I set up the scope to trigger on the setting of a parity stop, while monitoring various other signals such as + Storage Write and the actual output of the parity testing logic in the 1130. The goal is to see what seems incorrect or hints at other places to look, with the ultimate aim of seeing the definitive root cause of the failure. 

The eight data bits of each half of the SBR are cascaded through exclusive-OR (XOR) gates so that we know if there is an even number of bits that are set to 1. The parity bit associated with those 8 data bits is used to ensure that the total 1 bits in the 8 data and 1 parity bits come to an odd total.

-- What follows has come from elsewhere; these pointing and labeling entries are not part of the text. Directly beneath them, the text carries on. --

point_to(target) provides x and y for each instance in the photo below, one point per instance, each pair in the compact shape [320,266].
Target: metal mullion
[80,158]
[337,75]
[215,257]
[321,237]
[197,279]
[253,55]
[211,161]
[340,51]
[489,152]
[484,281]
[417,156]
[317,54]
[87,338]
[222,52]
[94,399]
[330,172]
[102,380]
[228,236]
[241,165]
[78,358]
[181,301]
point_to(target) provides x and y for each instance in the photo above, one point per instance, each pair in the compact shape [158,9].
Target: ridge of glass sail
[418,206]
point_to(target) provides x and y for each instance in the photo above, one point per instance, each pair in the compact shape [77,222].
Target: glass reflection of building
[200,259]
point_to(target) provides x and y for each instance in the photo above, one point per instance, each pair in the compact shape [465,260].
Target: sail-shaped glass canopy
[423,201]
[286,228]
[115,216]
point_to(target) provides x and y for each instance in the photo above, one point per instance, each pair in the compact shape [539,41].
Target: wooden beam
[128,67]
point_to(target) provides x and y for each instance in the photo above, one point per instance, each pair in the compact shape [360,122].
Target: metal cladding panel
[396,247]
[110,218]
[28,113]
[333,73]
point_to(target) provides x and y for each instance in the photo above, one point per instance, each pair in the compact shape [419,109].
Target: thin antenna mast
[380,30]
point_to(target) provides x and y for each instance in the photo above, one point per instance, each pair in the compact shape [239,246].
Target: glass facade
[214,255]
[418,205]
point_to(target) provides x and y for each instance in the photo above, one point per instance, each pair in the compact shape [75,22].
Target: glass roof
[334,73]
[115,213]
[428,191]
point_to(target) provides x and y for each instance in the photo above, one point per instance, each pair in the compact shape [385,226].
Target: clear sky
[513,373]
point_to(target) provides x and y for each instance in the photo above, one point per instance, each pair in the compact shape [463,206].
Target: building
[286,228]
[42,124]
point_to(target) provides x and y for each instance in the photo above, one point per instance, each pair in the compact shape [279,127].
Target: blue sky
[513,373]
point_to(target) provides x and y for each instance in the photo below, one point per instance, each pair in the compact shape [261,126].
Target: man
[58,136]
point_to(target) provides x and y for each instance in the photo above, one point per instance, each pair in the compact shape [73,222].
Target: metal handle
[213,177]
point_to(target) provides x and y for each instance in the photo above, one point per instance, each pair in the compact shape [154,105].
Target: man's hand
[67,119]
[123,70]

When the machine fails, it is because one of the halfwords and its parity bit have an even count of 1 bits. 

I consistently saw the diagnostic produce an error where the right halfword (bits 8 to 15) had the mismatch with its parity bit P2. When I put the scope leads on P2 and the output of the XOR cascade for that halfword, the mismatch is now with the first halfword and its parity bit P1. Moving the scope leads to that side and rerunning, I found that the error flipped back to the second halfword again.

I doubt this is a quantum phenomenon where an observed condition works differently than when it is not watched. However, something must be caused by high impedance scope leads attached to one of the nets. I wonder what will happen if both sides are observed at the same time. Will the machine run without parity stops? Seriously, I do need to observe more points simultaneously, which means I have to move over to a logic analyzer.